Are you looking for a job in these tough economic times? Instead of feeling helpless, remember that in any economy, companies need good people. And by fine-tuning your job-search strategy, you may be able to land a position that seems out of reach. Consider these job-search traps and ways to avoid them (from Careerbuilder.com):

  • You put all your eggs in one basket. If you’re like most job seekers, you probably heavily rely on the Internet to help you in your job search. While the Web can come in handy – as a way to research potential employers, determine which companies are hiring and locate positions specific to your area, for example – it should be just one of the many tools you employ.
  • You don’t make finding a job a full-time job. Sending out a handful of resumes a week is a lot like tossing a single bottle into the ocean and hoping someone responds to the message you left inside. To find a job, you must cast a wide net. It’s a numbers game, and the more inquiries you make, resumes you submit and employment interviews you go on, the better your chances of success.
  • You’re less than perfect. Believe it or not, even one typo or grammatical goof in any of your application materials could be keeping you from finding a new position. With dozens or even hundreds of candidates to evaluate, a hiring manager won’t think twice about passing on the applicant who has five years of “word professing” experience.
  • You don’t follow up. One easy way to stand out from the crowd of applicants: Follow up with the hiring manager after submitting your resume. According to a survey by our company, 86 percent of executives said job seekers should contact a hiring manager within two weeks of sending a resume and cover letter. Yet few candidates do.
  • You don’t network. The simple truth is that networking is the most effective way to find a new job.

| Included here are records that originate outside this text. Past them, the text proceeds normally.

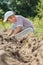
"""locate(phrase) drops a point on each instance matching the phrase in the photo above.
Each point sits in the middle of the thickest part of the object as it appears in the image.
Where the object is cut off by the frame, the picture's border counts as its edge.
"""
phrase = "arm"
(17, 30)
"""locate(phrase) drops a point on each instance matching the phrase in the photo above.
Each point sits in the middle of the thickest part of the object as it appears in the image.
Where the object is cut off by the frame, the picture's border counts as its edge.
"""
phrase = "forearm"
(10, 32)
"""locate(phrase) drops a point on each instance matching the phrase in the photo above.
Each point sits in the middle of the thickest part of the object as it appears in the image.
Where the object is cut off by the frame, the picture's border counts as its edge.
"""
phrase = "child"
(19, 23)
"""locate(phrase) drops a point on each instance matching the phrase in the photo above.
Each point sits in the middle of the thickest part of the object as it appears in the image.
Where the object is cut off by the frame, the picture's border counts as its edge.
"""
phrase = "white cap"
(8, 14)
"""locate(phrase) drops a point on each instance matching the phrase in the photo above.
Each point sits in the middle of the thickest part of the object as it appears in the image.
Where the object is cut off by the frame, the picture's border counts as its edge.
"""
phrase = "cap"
(8, 14)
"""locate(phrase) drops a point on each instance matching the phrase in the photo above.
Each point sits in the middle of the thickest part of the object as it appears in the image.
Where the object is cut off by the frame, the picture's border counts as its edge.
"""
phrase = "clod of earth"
(28, 51)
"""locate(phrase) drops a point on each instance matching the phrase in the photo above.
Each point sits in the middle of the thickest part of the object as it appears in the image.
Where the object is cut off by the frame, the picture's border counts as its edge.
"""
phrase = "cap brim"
(4, 20)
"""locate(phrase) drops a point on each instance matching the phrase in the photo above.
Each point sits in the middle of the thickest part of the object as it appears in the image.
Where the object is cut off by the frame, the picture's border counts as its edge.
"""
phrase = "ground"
(28, 51)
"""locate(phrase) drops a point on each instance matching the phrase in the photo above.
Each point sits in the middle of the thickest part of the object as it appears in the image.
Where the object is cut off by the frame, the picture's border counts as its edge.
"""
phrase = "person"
(19, 23)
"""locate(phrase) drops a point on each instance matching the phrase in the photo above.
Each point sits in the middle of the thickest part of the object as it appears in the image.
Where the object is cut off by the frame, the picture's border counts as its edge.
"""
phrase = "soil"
(26, 52)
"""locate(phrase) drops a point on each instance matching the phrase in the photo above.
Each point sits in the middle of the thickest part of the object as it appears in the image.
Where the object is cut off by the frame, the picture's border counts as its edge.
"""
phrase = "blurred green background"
(31, 9)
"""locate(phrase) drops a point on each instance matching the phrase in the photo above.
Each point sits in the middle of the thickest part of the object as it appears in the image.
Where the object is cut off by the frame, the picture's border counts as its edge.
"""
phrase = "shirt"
(23, 22)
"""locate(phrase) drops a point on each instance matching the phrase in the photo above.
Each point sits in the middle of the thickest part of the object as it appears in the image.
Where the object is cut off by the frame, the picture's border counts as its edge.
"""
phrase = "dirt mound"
(25, 52)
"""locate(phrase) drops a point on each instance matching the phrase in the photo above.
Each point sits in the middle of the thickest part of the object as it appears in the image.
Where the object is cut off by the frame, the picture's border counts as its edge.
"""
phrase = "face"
(12, 19)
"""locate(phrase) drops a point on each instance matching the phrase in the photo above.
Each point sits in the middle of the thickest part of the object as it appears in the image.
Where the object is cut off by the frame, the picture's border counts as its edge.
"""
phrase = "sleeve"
(19, 22)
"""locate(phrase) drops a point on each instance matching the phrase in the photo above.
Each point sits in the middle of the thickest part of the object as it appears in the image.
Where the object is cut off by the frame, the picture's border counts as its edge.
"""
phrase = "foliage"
(22, 7)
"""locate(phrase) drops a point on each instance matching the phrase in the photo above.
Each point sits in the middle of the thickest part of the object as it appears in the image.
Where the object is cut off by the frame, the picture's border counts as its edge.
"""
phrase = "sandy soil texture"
(25, 52)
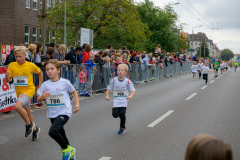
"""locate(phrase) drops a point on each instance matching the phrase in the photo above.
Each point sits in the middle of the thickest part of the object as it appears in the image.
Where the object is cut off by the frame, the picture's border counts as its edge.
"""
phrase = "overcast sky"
(220, 19)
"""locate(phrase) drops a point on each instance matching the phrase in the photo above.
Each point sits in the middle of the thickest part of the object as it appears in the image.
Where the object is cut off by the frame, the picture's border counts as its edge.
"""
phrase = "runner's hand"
(77, 108)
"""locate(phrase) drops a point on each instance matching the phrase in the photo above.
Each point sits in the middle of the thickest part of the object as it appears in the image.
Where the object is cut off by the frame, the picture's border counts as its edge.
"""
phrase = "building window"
(35, 5)
(28, 4)
(34, 34)
(48, 36)
(27, 31)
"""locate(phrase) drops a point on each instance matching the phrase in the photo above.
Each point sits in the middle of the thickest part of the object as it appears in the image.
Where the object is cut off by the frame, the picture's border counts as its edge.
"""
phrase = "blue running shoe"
(66, 153)
(122, 131)
(73, 154)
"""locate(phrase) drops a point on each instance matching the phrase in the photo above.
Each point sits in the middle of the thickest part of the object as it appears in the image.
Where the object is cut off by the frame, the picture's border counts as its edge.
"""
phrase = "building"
(19, 21)
(195, 42)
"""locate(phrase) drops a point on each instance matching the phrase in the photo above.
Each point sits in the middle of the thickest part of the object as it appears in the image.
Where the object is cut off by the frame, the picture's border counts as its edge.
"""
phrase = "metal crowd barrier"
(98, 77)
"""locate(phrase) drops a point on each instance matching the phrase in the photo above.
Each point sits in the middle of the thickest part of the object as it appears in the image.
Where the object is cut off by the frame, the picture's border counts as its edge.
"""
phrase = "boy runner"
(120, 85)
(21, 72)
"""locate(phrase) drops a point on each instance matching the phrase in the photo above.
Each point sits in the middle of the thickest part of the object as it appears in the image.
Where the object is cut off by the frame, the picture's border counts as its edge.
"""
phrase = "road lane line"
(204, 87)
(191, 96)
(105, 158)
(161, 118)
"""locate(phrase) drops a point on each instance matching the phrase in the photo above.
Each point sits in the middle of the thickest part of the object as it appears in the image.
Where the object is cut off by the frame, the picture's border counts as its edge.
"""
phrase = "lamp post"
(192, 36)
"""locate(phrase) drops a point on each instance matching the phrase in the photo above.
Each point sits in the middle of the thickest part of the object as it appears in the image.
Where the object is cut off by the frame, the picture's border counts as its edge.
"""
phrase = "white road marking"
(191, 96)
(160, 119)
(204, 87)
(105, 158)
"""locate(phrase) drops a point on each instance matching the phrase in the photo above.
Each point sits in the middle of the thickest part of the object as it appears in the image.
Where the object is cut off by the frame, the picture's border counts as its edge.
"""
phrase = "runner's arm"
(75, 97)
(40, 79)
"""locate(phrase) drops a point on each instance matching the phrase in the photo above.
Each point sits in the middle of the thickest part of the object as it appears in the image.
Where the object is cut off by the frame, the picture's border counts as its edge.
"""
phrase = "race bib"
(21, 80)
(55, 100)
(120, 93)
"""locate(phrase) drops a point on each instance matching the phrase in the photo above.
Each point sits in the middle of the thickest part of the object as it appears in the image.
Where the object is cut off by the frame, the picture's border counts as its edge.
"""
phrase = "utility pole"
(43, 24)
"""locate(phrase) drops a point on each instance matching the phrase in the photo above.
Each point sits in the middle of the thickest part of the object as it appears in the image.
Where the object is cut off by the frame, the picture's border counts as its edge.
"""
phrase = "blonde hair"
(204, 146)
(62, 47)
(118, 55)
(124, 66)
(31, 48)
(54, 62)
(21, 49)
(124, 56)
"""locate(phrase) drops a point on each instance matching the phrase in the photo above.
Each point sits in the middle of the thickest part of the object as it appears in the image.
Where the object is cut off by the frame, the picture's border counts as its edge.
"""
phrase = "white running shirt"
(120, 91)
(62, 87)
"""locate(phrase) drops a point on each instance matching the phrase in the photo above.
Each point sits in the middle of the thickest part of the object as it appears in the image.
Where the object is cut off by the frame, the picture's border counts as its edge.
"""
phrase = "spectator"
(120, 51)
(98, 59)
(48, 55)
(158, 50)
(86, 53)
(53, 45)
(37, 55)
(73, 55)
(132, 58)
(11, 58)
(31, 50)
(109, 49)
(147, 64)
(124, 49)
(207, 147)
(83, 79)
(61, 49)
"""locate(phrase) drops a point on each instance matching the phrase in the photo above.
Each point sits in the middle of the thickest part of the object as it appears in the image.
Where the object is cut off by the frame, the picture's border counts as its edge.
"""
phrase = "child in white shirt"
(205, 70)
(120, 86)
(221, 67)
(59, 109)
(194, 69)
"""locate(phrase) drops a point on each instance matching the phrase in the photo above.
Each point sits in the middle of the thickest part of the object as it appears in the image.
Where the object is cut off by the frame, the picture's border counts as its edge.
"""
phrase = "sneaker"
(66, 153)
(73, 151)
(36, 134)
(29, 129)
(121, 131)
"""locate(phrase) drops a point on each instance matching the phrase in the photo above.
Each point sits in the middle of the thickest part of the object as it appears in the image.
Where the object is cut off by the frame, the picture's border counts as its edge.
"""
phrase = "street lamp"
(192, 36)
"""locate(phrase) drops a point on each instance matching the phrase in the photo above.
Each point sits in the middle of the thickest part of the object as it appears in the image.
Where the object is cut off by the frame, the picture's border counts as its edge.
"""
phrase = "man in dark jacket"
(73, 55)
(11, 58)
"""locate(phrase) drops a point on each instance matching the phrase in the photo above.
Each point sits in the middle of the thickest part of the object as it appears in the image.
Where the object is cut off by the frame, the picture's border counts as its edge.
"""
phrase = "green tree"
(207, 52)
(162, 24)
(113, 22)
(226, 54)
(183, 44)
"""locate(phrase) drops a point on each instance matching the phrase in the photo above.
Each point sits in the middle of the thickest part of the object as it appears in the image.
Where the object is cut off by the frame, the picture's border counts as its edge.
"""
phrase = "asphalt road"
(162, 118)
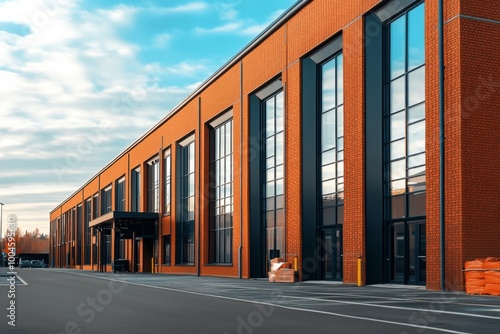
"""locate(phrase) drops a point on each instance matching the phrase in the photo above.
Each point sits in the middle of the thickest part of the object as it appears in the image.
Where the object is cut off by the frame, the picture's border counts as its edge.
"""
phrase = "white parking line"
(288, 307)
(400, 308)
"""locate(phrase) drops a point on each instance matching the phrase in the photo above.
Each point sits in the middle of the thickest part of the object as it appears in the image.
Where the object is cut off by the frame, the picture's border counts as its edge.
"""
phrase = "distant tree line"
(29, 242)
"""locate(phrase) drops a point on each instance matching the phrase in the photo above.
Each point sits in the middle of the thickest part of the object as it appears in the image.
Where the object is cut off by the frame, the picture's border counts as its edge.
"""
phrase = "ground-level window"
(221, 171)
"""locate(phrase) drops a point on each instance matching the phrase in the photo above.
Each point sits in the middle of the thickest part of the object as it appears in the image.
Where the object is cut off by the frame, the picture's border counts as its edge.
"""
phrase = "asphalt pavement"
(58, 301)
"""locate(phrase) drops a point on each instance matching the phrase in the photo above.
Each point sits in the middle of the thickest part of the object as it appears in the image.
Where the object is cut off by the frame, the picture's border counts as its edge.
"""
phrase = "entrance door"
(332, 253)
(407, 255)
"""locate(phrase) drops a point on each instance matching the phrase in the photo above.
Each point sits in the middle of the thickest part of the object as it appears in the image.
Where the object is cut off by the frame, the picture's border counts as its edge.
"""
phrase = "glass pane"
(340, 169)
(398, 125)
(228, 138)
(280, 218)
(328, 86)
(279, 202)
(398, 169)
(397, 45)
(398, 206)
(329, 200)
(269, 147)
(416, 171)
(340, 155)
(270, 174)
(340, 198)
(416, 86)
(217, 143)
(270, 189)
(398, 187)
(270, 117)
(416, 160)
(416, 138)
(279, 172)
(340, 214)
(340, 80)
(398, 95)
(329, 216)
(270, 162)
(340, 121)
(279, 149)
(269, 204)
(191, 158)
(416, 113)
(416, 37)
(340, 143)
(279, 112)
(270, 219)
(279, 187)
(328, 130)
(328, 187)
(328, 172)
(417, 183)
(416, 201)
(328, 157)
(398, 149)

A referral from someone you know is likely to land you an interview with a prospective employer or, at the very least, move your resume to the top of the consideration pile.
  • You haven’t registered with a staffing firm. Registering with a staffing firm can dramatically increase the size of your network. The professionals who work for these companies have contacts throughout their industries and often know of job openings that are not being actively promoted.